Something that adds to this is their new career in security. Having the only genetically modified bodyguard in the business does not come cheap and soon Loup and Pilar are introduced into the world haute couture, rock stars and spoilt little rich girls. Unsurprisingly, the two turn out to be very good at their job. I must admit the was the story unfolded in the opening chapters of the novel is so predictable I feared the worst for this novel. Things get a bit better when Loup develops a kind of celebrity of her own. Attention that will help her bring the injustice of the situation in Santa Olivia and her own precarious legal status in the US to light.

Somewhere around the halfway point of the novel, it clearly shifts into a more serious mode. We leave the big spending, glamorous secret agent part of the novel behind and move into territory that is a bit more science fictional. The US is portrayed as a fairly closed country.
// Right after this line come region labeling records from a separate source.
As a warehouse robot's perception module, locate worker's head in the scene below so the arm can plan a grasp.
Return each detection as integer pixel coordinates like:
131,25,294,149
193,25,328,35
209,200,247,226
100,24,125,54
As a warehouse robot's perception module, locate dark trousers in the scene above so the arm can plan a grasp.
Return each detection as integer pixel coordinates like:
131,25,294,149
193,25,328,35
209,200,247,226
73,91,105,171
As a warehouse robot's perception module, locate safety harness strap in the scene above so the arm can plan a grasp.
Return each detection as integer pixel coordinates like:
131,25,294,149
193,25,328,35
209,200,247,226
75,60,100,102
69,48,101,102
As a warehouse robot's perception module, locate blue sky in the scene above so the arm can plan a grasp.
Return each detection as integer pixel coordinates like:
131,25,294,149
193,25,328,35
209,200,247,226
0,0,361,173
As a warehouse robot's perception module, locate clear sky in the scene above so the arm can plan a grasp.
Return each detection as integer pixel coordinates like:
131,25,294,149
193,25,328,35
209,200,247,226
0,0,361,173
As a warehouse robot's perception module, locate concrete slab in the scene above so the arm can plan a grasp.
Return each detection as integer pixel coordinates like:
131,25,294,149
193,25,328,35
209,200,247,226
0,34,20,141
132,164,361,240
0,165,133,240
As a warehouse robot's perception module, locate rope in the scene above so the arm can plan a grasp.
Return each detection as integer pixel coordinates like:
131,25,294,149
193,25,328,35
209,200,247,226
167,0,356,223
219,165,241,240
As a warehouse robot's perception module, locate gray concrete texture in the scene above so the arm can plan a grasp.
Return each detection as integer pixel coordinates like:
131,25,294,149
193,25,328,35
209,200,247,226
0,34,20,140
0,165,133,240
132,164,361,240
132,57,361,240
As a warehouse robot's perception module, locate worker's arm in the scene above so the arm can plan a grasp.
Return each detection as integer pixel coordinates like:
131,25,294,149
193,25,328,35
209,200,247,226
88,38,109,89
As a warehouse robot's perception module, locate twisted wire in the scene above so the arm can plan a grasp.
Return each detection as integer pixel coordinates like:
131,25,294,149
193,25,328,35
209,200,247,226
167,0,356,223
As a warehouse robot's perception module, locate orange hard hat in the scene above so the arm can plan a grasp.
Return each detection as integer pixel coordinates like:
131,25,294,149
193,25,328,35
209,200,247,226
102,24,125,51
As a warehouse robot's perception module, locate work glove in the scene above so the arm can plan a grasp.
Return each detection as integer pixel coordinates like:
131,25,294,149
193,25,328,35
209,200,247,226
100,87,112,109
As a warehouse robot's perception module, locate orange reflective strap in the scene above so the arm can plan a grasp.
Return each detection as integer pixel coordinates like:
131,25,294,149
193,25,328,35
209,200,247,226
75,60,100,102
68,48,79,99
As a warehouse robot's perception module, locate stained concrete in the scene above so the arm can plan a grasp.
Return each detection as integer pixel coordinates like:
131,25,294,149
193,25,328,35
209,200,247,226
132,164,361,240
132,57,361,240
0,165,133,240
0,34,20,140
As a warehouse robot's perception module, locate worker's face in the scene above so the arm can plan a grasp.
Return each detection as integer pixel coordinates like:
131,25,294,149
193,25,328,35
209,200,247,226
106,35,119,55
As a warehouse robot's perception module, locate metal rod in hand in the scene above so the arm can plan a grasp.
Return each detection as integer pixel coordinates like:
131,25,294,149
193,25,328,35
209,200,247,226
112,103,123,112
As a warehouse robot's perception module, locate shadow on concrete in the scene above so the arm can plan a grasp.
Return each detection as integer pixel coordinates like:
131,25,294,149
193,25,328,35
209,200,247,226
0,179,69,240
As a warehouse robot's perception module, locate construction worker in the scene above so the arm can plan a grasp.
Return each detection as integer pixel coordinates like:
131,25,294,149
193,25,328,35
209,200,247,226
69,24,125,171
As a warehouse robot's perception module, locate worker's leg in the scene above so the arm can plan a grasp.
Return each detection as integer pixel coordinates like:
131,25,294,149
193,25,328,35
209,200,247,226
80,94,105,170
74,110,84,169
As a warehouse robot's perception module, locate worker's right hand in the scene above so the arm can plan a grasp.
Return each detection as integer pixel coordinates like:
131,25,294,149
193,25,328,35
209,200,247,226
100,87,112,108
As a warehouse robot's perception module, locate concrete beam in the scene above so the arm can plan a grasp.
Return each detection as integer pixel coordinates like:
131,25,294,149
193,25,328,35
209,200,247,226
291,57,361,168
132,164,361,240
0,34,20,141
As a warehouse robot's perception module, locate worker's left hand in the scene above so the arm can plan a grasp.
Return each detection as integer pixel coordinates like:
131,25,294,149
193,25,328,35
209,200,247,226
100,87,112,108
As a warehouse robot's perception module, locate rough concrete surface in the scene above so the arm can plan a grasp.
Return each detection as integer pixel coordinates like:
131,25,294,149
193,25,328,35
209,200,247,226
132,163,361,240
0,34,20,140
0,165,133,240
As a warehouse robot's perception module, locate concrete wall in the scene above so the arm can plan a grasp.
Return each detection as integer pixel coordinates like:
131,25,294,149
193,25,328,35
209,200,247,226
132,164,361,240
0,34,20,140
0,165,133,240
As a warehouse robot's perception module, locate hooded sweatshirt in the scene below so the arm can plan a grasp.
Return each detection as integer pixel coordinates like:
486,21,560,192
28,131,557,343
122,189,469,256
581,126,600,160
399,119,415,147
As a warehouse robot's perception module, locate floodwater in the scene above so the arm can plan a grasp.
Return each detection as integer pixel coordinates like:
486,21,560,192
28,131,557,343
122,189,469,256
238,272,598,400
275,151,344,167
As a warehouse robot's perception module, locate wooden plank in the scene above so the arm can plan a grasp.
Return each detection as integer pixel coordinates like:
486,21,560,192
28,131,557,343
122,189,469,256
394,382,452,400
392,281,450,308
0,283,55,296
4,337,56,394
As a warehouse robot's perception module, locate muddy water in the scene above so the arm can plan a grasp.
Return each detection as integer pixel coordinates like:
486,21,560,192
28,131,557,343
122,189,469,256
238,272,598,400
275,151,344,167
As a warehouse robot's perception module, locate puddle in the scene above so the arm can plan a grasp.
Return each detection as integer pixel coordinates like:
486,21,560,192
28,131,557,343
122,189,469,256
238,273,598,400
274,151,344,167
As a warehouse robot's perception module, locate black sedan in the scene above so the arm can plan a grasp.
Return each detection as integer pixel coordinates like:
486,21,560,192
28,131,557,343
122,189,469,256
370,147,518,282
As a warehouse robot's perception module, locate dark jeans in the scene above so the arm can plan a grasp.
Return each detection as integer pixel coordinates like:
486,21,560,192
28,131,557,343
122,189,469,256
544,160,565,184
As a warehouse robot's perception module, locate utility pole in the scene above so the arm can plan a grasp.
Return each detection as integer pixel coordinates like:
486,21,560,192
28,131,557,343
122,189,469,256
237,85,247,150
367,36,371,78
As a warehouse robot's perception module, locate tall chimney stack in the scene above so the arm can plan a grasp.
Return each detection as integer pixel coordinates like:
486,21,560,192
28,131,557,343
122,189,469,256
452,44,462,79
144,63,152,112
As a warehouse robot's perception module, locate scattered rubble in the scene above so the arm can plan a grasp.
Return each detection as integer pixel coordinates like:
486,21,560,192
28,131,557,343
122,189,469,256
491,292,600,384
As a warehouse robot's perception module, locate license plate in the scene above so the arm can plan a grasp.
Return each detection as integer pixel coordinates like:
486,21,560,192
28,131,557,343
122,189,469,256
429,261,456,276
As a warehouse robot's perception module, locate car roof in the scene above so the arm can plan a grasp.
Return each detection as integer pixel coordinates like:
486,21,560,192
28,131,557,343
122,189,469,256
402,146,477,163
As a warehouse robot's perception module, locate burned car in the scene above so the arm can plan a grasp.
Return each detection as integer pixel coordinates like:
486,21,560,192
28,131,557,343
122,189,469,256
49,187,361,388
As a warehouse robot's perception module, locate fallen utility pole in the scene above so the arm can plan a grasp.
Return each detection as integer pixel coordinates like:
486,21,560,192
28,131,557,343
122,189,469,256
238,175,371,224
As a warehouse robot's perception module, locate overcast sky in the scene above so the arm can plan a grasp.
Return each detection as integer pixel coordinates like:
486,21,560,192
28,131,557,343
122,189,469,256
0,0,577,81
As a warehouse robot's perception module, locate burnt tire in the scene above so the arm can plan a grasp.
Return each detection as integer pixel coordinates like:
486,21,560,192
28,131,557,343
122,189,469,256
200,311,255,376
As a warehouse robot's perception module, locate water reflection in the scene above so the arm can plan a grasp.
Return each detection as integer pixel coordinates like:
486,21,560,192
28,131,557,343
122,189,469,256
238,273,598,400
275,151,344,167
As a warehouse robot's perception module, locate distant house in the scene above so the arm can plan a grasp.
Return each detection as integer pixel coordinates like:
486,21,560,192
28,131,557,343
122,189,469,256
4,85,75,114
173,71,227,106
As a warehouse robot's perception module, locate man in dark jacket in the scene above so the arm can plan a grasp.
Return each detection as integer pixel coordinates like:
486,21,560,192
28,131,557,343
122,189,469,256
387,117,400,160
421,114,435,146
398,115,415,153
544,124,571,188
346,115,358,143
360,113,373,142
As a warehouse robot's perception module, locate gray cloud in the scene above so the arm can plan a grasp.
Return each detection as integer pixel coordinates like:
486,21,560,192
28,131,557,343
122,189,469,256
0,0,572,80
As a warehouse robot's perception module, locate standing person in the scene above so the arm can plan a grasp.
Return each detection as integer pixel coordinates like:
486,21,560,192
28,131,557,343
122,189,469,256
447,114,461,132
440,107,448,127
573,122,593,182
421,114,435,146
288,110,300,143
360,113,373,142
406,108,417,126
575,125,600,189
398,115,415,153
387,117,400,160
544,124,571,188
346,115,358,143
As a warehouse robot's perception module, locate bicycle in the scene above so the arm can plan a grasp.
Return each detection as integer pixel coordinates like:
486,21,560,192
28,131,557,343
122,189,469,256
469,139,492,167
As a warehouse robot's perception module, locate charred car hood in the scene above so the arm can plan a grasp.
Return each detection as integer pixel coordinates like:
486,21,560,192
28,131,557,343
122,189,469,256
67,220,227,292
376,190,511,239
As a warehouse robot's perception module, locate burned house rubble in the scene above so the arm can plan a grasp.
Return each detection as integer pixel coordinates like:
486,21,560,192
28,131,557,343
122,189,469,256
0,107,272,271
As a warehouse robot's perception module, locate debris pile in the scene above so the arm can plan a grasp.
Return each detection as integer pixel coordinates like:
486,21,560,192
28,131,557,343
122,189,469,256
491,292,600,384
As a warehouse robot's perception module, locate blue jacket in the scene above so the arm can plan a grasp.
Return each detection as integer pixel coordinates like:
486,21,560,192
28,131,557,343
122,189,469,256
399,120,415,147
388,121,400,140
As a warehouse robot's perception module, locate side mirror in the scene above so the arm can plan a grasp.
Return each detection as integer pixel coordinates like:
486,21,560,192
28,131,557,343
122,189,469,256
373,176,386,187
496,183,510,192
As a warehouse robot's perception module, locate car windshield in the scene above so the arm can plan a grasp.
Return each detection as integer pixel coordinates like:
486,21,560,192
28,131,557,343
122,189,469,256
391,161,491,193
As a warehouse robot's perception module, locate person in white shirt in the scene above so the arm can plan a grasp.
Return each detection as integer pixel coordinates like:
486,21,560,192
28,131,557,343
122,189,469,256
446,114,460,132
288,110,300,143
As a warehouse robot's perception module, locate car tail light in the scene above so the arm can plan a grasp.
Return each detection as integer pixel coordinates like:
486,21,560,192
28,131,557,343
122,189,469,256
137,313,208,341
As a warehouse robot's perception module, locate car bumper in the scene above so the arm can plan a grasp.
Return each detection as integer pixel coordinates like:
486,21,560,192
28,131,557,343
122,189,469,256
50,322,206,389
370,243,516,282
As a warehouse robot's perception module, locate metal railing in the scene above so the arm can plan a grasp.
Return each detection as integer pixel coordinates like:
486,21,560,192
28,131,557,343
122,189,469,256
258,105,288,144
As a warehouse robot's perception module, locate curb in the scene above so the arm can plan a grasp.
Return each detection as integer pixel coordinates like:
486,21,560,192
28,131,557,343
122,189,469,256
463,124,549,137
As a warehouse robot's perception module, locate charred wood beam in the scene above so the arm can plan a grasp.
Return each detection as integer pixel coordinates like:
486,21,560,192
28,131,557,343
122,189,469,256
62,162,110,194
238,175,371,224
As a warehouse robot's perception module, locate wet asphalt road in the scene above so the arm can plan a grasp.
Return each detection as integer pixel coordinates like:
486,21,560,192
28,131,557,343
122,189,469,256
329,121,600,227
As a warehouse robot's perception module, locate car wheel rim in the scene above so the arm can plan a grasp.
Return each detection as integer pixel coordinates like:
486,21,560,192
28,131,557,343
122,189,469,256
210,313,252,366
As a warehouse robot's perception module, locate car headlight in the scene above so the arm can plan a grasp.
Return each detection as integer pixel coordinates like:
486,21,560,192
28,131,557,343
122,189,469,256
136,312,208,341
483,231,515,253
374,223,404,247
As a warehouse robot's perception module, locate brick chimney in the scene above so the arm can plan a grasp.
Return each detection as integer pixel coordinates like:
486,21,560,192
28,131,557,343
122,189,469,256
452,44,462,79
One that, after the pandemic that swept across the world decades earlier, is still ruled by paranoia and where state security is seen as a great excuse to cover up all sorts of dubious practices. It could be seen as criticism of the way security in a post 9/11 world is seen as an excuse to curtail all kinds of liberties. Loup's own legal status is perhaps even more interesting. It delves into the question if one can actually own DNA (or the patent to genetic alterations I suppose). There have been science fiction novels that dig a lot deeper into this. Most notable is probably Paolo Bacigalupi's The Windup Girl. Carey mostly uses this matter to turn Loup's situation into a civil rights struggle but the consequences of considering DNA property go far beyond that.

Although not a particularly challenging read, there is only one thing that really bothers me about Saints Astray and that is the relationship between Loup and Pilar. Both of them seem to be in need of constant confirmation that the other still loves them. it's a scene that, in one guise or another, returns frequently. In fact, just about every time a remotely attractive secondary character shows up. Their love for each other is then confirmed in a round of  spectacular sex which, in case you are wondering, is not described explicitly. For that you really want the Kushiel novels. It sounds like the two of them have a lot of fun confirming their love for each other but I don't think the reader needs to hear about it quite so often.

I didn't enjoy Saints Astray as much as I did Santa Olivia. As a sequel, this novel comes with expectations the first novel was not burdened with and it simply does not live up to mine. That being said, if you take this novel for what it is, a light, somewhat fluffy read, it is not a bad read. This novel is fun in the way a James Bond movie is fun. Not because it is realistic but because it's an entertaining bit of daydreaming. If that is the sort of thing you are looking for, Saints Astray will work very well.

Book Details
Title: Saints Astray
Author: Jaqueline Carey
Publisher: Grand Central Publishing
Pages: 356
Year: 2011
Language: English
Format: Paperback
ISBN: 978-0-446-57142-5
First published: 2011


  1. I'm really behind on my Jacqueline Carey. I finally finished her Kushiel series last year and plan to tackle the next trilogy. It sounds like she has branched out though. I look forward to giving this series a try.

    You had some issues with the way Carey manages the relationships I this one. Did you ever notice similar problems in the Kushiel books?

  2. These books are so different from the Kushiel ones... it's an impossible question :P What I mostly had a problem with in the Kushiel novels is that Carey needs quite a bit of divine intervention to explain away some of the more troublesome aspects of life. That is one thing she certainly does not do in Santa Olivia.

  3. That’s what I like to hear! I’m always intrigued when people say that two of an author’s series are very different.